50:56 "Make the case to your boss of what the value is you're gonna add to the organization. Find what's your value gonna be in the economy and thinking about how you're gonna leverage your skills to outshine other people."
53:31 "There's creative ways you could come up with your own learning paths. I wanna make the archives at the Jedi temple, make me a Star Wars themed study plan. And it did it, and I started working through it."

FAQ

How does the Ghost PowerShell module improve endpoint security in K-12 environments?

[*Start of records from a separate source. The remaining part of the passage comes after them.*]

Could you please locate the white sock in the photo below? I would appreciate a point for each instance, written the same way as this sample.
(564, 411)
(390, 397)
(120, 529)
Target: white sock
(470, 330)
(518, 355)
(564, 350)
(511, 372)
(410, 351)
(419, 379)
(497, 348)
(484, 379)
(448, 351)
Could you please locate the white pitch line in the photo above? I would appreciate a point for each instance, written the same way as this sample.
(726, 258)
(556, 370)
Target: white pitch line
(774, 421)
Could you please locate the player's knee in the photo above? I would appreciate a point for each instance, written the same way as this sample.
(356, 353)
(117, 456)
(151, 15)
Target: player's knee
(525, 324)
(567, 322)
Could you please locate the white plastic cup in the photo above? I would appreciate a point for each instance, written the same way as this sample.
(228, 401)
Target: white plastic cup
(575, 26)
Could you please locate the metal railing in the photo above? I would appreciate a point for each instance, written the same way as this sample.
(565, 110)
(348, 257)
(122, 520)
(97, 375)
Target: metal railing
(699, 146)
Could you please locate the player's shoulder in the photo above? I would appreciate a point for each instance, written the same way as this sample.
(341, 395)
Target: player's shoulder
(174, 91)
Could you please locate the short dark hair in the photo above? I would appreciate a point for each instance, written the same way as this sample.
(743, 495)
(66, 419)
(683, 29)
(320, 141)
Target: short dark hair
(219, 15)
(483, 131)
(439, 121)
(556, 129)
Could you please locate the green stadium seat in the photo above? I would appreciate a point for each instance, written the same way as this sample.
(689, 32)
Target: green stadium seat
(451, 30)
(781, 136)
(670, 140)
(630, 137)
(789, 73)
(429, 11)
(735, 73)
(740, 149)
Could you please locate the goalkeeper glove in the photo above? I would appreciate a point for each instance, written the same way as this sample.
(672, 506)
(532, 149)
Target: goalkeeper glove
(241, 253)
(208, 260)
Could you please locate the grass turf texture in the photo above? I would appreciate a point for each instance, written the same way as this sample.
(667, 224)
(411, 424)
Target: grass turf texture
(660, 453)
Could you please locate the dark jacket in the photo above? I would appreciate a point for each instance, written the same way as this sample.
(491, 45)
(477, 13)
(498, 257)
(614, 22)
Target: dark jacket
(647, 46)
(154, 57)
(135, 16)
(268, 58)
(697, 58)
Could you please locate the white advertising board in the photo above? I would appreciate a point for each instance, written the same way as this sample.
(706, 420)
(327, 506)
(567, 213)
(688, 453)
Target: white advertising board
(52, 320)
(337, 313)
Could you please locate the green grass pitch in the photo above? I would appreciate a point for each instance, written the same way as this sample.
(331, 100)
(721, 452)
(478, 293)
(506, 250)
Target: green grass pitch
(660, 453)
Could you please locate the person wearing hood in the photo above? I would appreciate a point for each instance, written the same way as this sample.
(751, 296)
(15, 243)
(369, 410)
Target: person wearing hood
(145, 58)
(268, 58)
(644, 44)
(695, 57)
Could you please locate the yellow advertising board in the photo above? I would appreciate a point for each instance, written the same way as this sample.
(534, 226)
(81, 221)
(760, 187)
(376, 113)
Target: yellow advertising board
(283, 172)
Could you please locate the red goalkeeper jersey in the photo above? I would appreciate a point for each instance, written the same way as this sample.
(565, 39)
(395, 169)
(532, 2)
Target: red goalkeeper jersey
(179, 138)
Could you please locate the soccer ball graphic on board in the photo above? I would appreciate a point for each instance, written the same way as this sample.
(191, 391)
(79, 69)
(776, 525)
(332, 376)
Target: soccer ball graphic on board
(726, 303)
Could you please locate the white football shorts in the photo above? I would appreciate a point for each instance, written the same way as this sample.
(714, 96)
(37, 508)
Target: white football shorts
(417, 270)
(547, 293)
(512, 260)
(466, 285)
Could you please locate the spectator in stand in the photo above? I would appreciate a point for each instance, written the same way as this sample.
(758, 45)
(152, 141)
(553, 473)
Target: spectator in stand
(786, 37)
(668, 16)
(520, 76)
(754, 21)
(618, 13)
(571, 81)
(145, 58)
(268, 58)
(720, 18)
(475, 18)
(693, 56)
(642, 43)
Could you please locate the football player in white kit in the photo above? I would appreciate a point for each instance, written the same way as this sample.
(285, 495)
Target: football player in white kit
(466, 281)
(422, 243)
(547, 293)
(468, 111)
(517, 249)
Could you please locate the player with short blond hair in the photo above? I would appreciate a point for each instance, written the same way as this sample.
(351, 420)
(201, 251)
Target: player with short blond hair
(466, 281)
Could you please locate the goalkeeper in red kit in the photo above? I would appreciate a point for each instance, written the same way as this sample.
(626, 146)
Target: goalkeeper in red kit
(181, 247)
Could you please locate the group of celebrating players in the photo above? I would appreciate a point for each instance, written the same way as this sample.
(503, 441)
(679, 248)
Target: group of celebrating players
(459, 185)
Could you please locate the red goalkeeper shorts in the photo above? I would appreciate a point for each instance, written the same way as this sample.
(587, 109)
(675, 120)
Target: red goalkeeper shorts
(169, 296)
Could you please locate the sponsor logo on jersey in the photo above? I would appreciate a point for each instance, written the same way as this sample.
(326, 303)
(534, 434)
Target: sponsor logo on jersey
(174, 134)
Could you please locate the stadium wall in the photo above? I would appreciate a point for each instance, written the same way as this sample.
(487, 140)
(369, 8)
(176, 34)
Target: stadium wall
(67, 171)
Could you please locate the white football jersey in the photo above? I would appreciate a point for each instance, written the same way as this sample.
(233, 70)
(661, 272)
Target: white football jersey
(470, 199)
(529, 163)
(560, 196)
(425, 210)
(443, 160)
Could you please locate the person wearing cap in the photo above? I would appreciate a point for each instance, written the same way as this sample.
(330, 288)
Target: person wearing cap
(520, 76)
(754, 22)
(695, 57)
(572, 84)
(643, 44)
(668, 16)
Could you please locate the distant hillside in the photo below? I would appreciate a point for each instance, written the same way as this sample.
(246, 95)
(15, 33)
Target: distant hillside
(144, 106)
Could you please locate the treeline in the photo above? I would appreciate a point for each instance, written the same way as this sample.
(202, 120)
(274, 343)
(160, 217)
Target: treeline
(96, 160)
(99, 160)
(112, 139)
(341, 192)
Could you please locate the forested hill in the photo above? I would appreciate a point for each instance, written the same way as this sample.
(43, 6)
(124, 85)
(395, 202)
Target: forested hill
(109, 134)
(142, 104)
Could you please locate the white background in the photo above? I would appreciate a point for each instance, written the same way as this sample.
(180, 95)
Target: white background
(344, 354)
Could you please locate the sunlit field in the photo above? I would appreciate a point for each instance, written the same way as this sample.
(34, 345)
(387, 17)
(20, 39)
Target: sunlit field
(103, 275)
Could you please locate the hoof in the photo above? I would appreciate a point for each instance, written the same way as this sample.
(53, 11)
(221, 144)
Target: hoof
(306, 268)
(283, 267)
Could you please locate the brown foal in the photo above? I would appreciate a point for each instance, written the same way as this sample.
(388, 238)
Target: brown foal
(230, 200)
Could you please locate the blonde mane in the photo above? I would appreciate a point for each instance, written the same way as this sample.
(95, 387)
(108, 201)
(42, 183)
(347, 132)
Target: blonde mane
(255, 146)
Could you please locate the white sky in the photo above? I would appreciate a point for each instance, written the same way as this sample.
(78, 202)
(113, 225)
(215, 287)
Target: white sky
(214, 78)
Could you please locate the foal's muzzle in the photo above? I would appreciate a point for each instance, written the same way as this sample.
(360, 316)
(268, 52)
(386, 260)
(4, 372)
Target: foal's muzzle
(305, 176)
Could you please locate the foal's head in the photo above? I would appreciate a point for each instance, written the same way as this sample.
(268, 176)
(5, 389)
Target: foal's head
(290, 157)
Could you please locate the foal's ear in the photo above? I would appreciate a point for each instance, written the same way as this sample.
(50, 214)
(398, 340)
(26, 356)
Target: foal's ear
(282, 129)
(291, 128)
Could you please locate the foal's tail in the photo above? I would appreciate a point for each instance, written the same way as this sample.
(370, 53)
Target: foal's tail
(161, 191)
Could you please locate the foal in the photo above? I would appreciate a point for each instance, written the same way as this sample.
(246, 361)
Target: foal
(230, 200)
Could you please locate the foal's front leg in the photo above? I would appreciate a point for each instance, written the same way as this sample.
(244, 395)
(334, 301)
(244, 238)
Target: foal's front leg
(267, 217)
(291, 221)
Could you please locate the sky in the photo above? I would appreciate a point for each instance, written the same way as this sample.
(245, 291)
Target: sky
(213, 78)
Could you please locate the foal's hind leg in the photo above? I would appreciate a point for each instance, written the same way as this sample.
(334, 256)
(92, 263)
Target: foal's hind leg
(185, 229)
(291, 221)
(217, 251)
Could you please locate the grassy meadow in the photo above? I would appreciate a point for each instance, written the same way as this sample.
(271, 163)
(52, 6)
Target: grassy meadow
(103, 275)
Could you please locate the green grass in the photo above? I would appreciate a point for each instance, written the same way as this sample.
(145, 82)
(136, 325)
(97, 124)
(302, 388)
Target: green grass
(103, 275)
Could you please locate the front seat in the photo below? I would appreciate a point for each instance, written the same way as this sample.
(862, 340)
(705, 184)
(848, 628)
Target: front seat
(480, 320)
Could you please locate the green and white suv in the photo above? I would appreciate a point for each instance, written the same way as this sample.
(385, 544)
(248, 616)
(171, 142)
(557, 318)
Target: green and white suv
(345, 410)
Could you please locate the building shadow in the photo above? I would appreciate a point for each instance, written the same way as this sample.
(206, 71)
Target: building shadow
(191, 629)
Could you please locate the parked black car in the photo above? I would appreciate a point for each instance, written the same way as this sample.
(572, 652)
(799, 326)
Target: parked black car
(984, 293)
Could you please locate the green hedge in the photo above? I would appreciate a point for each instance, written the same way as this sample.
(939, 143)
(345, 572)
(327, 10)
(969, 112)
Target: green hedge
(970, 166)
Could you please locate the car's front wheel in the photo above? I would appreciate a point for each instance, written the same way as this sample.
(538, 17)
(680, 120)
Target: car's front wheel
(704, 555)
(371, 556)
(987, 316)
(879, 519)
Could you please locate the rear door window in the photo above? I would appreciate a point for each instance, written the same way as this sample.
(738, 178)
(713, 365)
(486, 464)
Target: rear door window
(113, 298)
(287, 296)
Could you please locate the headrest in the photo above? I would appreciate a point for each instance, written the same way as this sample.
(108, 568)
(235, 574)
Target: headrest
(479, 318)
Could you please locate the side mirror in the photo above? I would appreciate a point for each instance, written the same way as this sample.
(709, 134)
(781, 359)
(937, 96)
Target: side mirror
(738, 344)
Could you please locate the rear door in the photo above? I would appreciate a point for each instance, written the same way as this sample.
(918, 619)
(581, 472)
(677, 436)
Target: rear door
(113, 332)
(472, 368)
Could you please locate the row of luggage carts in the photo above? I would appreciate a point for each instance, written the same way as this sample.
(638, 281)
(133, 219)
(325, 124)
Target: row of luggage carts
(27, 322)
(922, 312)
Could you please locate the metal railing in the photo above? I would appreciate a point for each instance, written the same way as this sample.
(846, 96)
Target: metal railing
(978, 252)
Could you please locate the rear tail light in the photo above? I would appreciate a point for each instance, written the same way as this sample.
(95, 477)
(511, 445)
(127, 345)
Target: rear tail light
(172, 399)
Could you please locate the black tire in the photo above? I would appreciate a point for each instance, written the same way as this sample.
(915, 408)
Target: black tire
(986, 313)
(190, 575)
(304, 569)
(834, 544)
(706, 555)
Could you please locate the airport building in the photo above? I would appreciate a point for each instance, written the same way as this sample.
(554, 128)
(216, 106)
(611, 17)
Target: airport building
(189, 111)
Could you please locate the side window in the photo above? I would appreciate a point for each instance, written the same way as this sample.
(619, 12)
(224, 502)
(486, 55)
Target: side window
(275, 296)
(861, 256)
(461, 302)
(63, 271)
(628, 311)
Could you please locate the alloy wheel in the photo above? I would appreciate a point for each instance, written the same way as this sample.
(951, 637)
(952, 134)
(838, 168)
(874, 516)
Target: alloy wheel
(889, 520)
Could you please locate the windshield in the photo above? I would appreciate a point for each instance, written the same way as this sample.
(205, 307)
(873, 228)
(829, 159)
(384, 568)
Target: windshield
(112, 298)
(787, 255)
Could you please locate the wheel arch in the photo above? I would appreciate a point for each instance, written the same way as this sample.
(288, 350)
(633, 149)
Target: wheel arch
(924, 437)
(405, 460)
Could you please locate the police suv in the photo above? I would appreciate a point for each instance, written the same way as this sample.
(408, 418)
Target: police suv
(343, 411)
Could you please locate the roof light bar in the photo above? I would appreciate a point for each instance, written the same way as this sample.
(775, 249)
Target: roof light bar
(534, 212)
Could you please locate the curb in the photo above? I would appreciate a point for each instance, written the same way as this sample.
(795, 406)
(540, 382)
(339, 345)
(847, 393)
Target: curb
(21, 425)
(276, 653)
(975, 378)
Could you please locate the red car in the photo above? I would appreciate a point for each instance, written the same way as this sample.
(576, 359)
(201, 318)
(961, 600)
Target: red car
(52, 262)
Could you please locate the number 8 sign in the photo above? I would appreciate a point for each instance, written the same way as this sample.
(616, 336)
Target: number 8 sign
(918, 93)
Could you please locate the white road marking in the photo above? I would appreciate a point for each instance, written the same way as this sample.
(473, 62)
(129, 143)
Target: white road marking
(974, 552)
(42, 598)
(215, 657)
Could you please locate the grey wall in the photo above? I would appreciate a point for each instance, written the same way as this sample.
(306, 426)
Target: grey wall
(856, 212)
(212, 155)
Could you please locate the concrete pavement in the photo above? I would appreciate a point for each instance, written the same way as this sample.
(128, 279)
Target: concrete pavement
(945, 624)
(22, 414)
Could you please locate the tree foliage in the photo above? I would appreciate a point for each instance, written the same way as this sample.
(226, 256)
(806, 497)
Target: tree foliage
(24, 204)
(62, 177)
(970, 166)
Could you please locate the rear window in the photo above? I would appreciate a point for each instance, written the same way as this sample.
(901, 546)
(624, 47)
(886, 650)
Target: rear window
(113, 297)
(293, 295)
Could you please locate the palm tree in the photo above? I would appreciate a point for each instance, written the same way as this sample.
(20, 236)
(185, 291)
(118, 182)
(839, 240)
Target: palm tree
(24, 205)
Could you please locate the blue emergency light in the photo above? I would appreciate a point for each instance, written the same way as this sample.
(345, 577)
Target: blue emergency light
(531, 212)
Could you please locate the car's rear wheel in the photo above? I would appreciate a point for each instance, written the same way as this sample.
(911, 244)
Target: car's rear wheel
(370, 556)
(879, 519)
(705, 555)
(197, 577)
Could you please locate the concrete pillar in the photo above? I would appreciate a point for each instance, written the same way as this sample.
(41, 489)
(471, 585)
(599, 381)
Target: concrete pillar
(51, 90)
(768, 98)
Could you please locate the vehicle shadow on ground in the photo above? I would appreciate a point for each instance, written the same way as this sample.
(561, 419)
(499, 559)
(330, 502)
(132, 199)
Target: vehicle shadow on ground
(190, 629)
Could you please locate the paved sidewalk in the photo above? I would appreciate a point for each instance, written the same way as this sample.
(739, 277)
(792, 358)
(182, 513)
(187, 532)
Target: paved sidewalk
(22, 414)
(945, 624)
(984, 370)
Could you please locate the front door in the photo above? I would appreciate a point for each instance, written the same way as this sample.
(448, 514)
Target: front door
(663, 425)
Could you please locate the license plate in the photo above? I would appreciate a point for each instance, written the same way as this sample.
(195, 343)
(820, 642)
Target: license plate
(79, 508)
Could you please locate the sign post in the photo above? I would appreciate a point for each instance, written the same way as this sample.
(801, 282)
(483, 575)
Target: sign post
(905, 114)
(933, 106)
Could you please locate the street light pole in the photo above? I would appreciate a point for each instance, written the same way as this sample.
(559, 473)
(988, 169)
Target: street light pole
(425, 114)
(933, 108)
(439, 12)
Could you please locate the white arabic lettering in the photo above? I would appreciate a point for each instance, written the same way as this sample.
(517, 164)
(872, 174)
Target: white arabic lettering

Ghost proactively hardens endpoints by disabling protocols like RDP and ping, restricting network discovery, randomizing RDP listening ports, and ensuring PowerShell execution policies are properly configured. Tyler's team deploys Ghost as part of standard endpoint provisioning and tests each deployment by attempting to ping or RDP into devices to verify protocols are disabled before devices reach end users.

What is TapSpeak and why did Jim Tyler create it?

TapSpeak is a free augmentative and alternative communication (AAC) app for nonverbal students, available at tapspeak.org. Tyler created it because commercial AAC apps cost $300+ and require insurance claims, creating barriers for students who need immediate access to communication tools. The free app fills gaps for students transitioning between districts or waiting for insurance approval, based on the principle that children shouldn't be charged to speak.

How can technical professionals balance learning PowerShell with work responsibilities?

Tyler recommends making the case to management about the value coding projects will add to the organization, building trust that creates runway for innovation during work hours. He uses organized systems including regular one-on-ones, Kanban project tracking, and ticketing systems to create capacity for development work. He also suggests creative learning approaches like AI-generated themed study plans to make technical learning more engaging during off-hours.